Regulation of follicular luteinisation by a gonadotropin-releasing hormone agonist: relationship between steroidogenesis and apoptosis

摘要

To study the effects of the GnRH analogue, leuprolide acetate (LA), on luteal function in superovulated rats, LA or vehicle (controls) was given to rats superovulated with equine chorionic gonadotropin (eCG) + HCG. LA treatment decreased circulatinglevels of progesterone and progesterone accumulation in collagenase-dispersed ovarian cell cultures (14.41 vs. 79.81 ng/ml in controls; P<0.05), but oestradiol production was increased, suggesting that cells from the LA group may be less luteinized after gonadotropin treatment. Histological examination of ovarian sections taken at different times after eCG administration showed that LA-treated animals produced fewer corpora lutea and antral follicles and more atretic and preantral follicles than controls. The basal and LH-stimulated progesterone and 20alpha-hydroxy-progesterone accumulations were decreased in incubations of corpora lutea isolated from the LA group. The mitochondrial cholesterol side-chain cleavage (P450SCC)>) levels in corpora lutea from LA-treated rats were also reduced, indicating that the decrease in progesterone production observed is due in part to alterations in steroidogenic luteal capability.
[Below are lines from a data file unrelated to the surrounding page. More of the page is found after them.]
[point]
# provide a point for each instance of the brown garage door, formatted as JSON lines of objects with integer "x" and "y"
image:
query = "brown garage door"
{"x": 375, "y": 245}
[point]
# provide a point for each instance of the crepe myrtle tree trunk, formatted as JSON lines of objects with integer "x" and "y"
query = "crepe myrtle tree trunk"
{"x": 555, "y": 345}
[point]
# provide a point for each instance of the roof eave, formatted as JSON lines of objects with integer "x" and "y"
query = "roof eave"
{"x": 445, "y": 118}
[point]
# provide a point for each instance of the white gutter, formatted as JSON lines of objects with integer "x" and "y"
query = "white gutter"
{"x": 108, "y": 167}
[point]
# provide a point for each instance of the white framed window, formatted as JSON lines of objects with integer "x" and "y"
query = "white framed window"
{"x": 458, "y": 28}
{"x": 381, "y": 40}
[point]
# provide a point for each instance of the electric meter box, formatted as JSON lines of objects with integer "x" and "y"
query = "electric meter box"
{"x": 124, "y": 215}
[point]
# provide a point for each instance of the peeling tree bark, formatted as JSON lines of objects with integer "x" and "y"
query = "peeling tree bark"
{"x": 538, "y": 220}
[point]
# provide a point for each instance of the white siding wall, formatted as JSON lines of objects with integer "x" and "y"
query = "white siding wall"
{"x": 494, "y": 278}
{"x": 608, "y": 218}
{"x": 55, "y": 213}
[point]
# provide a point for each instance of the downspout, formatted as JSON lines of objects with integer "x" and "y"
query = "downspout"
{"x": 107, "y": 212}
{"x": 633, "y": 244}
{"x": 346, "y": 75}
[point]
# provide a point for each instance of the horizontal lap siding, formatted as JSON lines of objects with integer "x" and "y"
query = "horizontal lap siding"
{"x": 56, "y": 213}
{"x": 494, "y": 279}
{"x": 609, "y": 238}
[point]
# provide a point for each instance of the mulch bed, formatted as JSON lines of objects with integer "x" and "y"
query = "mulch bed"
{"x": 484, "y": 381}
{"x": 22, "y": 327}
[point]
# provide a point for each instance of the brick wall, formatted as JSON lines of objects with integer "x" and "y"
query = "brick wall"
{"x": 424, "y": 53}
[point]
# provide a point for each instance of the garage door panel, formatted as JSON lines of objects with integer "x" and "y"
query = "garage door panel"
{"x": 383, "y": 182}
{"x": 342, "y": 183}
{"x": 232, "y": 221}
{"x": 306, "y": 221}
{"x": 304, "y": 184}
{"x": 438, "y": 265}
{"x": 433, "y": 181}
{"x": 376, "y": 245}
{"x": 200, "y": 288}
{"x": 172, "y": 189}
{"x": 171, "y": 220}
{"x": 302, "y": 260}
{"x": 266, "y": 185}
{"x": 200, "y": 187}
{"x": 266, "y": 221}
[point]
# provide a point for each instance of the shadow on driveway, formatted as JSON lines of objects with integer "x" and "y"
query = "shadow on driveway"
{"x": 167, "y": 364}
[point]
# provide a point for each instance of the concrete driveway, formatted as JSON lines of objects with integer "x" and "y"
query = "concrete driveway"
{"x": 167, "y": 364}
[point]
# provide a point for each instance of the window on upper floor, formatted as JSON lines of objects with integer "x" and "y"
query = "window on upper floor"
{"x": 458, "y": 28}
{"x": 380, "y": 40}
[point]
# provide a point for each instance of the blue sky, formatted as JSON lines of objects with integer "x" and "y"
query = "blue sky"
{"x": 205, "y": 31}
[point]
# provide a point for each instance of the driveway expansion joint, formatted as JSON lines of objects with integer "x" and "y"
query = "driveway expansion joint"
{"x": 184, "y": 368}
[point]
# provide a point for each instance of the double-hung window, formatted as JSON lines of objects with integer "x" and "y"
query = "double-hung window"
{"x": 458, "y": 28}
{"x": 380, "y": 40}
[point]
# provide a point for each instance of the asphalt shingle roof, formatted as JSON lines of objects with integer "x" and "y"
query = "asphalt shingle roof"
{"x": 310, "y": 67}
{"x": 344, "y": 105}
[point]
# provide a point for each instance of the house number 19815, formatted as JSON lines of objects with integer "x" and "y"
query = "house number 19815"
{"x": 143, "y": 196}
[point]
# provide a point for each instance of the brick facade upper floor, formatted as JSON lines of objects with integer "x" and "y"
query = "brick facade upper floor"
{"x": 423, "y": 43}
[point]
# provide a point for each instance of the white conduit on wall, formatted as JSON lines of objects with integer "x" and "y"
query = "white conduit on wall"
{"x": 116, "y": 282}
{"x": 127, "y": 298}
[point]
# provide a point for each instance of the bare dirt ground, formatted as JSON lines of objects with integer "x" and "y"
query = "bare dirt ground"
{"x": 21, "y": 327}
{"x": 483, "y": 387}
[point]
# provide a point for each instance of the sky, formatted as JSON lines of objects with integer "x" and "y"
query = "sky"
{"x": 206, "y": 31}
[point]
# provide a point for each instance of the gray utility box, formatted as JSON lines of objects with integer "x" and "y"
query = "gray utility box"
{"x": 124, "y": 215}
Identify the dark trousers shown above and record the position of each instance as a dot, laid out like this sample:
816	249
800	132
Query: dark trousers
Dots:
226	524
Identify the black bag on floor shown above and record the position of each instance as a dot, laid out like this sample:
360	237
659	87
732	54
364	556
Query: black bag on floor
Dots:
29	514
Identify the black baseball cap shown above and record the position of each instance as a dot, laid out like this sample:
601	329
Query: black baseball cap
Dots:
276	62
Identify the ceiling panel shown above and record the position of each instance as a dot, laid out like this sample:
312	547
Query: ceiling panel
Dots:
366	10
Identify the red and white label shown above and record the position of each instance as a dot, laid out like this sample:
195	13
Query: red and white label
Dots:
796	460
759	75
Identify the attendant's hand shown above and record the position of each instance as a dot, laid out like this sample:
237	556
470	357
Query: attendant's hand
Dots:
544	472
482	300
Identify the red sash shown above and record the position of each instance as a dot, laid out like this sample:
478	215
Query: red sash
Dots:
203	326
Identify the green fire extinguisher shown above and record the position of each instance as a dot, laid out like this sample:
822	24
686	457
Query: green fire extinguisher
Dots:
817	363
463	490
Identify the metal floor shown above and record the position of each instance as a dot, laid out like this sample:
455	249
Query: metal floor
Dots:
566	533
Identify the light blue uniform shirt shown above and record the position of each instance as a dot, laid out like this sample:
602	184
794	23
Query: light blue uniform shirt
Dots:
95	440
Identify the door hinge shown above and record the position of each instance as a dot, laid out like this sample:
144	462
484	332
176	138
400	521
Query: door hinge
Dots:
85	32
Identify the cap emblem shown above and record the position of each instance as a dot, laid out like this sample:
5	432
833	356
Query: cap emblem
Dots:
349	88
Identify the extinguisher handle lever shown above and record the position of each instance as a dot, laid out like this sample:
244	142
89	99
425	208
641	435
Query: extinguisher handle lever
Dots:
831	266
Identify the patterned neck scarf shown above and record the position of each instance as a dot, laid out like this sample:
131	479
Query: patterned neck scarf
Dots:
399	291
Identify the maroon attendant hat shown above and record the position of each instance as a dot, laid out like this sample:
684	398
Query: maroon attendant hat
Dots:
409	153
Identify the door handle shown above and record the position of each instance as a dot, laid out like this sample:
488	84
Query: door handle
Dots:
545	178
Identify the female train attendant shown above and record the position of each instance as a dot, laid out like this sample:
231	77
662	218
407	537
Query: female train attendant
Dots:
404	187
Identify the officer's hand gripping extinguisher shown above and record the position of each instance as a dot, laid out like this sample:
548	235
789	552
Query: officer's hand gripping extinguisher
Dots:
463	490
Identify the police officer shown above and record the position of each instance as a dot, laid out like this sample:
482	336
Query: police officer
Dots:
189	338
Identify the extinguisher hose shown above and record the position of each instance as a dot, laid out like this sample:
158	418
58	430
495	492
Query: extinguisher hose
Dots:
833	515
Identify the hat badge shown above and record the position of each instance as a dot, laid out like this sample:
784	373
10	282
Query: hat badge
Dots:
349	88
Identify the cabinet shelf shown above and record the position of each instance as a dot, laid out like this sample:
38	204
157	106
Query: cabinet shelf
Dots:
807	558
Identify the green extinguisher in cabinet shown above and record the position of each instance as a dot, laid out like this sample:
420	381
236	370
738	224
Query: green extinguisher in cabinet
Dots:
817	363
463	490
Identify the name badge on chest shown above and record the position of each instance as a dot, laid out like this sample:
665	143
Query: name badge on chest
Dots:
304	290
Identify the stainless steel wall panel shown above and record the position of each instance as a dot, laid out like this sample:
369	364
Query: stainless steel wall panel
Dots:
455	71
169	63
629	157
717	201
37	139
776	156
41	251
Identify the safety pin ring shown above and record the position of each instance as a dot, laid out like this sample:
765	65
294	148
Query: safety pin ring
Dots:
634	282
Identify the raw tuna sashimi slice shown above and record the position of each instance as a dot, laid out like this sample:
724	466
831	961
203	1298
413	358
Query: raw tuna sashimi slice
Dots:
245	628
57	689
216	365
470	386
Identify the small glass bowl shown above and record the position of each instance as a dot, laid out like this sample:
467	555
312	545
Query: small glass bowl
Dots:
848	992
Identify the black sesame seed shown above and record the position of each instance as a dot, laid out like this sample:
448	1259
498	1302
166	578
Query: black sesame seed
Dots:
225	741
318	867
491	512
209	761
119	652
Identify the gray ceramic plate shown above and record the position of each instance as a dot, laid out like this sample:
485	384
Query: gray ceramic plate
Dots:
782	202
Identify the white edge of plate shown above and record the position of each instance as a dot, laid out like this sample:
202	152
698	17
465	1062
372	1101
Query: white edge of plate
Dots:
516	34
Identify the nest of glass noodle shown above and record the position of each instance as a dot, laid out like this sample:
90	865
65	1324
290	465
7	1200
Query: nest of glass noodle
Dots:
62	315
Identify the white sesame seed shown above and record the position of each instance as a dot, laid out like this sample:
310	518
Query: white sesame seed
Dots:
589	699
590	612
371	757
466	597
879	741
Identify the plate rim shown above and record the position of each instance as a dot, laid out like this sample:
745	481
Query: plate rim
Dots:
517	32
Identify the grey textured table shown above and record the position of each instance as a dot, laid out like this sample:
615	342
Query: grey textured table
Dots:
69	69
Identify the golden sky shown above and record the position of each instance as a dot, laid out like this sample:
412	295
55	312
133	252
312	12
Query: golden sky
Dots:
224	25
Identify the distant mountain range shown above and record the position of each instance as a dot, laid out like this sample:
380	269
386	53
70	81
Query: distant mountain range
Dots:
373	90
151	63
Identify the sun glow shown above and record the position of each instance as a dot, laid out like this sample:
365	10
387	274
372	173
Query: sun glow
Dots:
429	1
Immunocytochemical localization of nuclei exhibiting DNA fragmentation by terminal deoxynucleotidyl transferase end-labelling showed that LA treatment caused an increase in the number of apoptotic cells in preantral and antral follicles at all times studied (1, 2, 4 and 7 days after LA administration). A similar effect, though less pronounced, was observed in corpora lutea. It is concluded that LA treatment produces a failure in the steroidogenic luteal capability and an increase in apoptotic mechanisms in the ovaries. Consequently, there is an interference in follicular recruitment, growth and luteinization induced by gonadotropins.